Mean procedural (168 ± 65 min; p = 0.279), fluoroscopy (16.6 ± 10.0 min; p = 0.084) and ablation times (31.1 ± 23.7 min; p = 0.064) were comparable among all groups. Epicardial access was performed in 64% (p = 0.399) and epicardial ablation in 58% (p = 0.359) of all patients without any differences among groups. Complete ablation success was achieved in all patients with sarcoidosis and ARVC as well as in 69% among myocarditis and in 55% in DCM patients (p = 0.163). Partial success was achieved again in all sarcoidosis and ARVC, in 88% of the myocarditis and in 86% of all DCM patients (p = 0.784).

During redos, in total, seven complications occurred (13%; p = 0.06). 2 patients had pericardial effusion without tamponade (1 DCM, 1 myocarditis). 1 patient with DCM had accidental RV puncture without any sequelae and 1 ablation-induced 3rd degree AV block, 1 with sarcoidosis a pneumothorax. 1 patient with DCM suffered from hemodynamic instability with consecutive cardiogenic shocks during ablation and 1 patient with myocarditis had prolonged congestive heart failure with consecutive intrahospital death.

32% of all patients were discharged on antiarrhythmic drugs (46% DCM and 20% myocarditis; p = 0.073).

VT recurrence after second procedure

Overall recurrence rates after second procedure were 50% with highest recurrence rates among DCM patients (62% DCM vs. 38% myocarditis vs. 33% sarcoidosis vs. 25% ARVC; p = 0.259).

Three and more ablations

20 patients underwent a third VT ablation (10 DCM, 7 myocarditis, 1 sarcoidosis and 2 ARVC) after a mean of 7 ± 8 months after previous procedure. Of them, 30% had combined epi/endocardial approach (p = 0.846) with epicardial ablation in 25% (p = 0.668). Partial ablation success was achieved in 85% (80% DCM, 100% myocarditis, 0% sarcoidosis, 100% ARVC; p = 0.366) and complete ablation success in 65% of all patients (60% DCM, 71% myocarditis, 0% sarcoidosis, 100% ARVC; p = 0.366).
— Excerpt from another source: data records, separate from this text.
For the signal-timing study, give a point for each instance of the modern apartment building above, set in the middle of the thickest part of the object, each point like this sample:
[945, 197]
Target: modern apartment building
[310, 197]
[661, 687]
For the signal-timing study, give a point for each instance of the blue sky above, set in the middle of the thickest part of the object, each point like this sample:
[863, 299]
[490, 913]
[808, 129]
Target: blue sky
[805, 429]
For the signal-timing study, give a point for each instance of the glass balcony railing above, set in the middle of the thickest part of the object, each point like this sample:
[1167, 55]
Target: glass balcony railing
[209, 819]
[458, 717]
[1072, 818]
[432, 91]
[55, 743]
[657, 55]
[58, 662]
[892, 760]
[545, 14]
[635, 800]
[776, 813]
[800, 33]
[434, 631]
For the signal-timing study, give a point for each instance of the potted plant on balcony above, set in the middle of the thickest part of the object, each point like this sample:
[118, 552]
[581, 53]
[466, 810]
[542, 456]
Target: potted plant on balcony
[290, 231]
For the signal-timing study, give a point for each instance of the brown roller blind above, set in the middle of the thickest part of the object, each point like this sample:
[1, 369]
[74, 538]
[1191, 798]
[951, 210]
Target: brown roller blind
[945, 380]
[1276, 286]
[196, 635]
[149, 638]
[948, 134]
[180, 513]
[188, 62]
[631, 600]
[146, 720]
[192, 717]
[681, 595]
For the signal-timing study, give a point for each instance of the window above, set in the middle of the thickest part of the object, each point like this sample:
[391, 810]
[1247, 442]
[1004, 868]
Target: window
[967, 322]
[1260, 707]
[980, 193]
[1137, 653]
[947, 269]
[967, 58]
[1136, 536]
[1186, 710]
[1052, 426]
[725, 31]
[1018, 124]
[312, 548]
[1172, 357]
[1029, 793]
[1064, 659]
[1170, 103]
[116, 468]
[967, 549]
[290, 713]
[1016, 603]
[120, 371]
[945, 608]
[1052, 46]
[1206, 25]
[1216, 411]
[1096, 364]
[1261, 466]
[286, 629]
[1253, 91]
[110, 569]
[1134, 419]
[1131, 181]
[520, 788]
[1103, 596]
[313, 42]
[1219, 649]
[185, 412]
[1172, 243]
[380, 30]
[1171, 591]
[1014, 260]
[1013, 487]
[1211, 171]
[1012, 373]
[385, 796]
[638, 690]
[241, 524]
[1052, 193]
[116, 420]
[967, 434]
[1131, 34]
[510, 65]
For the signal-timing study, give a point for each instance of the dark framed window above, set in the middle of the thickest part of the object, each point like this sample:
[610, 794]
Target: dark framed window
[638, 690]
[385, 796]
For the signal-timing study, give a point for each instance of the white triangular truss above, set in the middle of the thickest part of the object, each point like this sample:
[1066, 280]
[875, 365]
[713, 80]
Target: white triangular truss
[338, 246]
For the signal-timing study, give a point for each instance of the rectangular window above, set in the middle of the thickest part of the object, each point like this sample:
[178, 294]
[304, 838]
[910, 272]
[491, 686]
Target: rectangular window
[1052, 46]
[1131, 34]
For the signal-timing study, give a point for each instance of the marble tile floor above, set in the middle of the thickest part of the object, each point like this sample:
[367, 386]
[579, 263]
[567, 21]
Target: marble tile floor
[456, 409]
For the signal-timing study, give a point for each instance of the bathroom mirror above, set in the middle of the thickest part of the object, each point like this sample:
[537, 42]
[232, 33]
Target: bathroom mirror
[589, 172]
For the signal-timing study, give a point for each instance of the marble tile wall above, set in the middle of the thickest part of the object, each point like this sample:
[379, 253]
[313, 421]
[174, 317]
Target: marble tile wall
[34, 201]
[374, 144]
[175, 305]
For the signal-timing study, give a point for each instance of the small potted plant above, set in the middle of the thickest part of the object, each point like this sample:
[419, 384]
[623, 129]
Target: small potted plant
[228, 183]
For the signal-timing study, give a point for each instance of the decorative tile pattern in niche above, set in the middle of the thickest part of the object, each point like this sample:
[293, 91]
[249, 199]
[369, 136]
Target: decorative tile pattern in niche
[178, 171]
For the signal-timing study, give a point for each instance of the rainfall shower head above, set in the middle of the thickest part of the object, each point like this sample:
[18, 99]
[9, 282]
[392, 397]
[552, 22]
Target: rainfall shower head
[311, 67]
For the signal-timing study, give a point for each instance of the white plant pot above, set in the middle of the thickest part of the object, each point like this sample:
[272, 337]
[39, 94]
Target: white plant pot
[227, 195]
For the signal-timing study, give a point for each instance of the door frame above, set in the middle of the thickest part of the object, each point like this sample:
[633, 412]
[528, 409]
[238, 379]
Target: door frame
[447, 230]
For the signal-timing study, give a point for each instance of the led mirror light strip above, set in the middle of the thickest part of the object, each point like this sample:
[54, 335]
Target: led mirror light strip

15 patients had 4 th VT ablation (7 DCM, 7 myocarditis and 1 ARVC) after 7 ± 10 months with epicardial approach in 6 patients. Partial success was achieved in 81% (p = 0.664) and complete success in 50% (p = 0.565).

6 patients had 5 th procedure (2 DCM, 4 myocarditis) with epi/endocardial approach in two patients after 2 ± 1 months. Complete success was achieved in 67% (2 DCM, 2 myocarditis; p = 0.221), partial success in all patients. 1 patient with DCM underwent a 6 th procedure after 10 months using an epi/endocardial approach. Here, complete ablation success was achieved (Figs. 3 and 5).

Fig. 5

Kaplan–Meier curve for different NICM with LVEF < 35% illustrating A overall VT recurrences after multiple procedures B cardiovascular mortality and for patients with LVEF > 35% illustrating C overall VT recurrences after multiple procedures D cardiovascular mortality

Long-term success rate and cardiovascular mortality

The median follow-up time was 38 ± 22 months. During follow-up period cardiovascular death occurred in 38 patients (19%). Death rates were highest among patients with DCM compared to all other cardiomyopathies (30% vs. 6% myocarditis vs. 6% sarcoidosis vs. 0% ARVC; log-rank p = 0.001).

Most patients died due to cardiogenic shock (five patients) or with heart failure exacerbation (17 patients), two due to right heart failure and three due to electrical storm. 1 patient died with pericardial tamponade, 2 with progression of cancer and 1 patient with sepsis mediated due to driveline infection of the LVAD. In seven patients, no causative reason could be identified.

In a multivariate model of our cohort, the presence of DCM was a strong predictor of cardiovascular mortality (HR 3.316, 95% CI 0.970–11.335; p = 0.046). Furthermore, better LV function (HR 0.943, 95% CI 0.912–0.975; p = 0.001) was associated with better survival (Table 4 and supplemental Table 1B; Figs. 3 and 5).

Table 4 Primary and secondary endpoints

The overall rate of freedom from any ventricular arrhythmia after multiple procedures during follow-up differed among groups (43% DCM vs. 26% myocarditis vs. 29% sarcoidosis vs. 18% ARVC; log-rank p = 0.069). Multivariable predictor of VT freedom after multiple procedures was only higher LV function (HR 0.962, 95% CI 0.943–0.981; p = 0.001).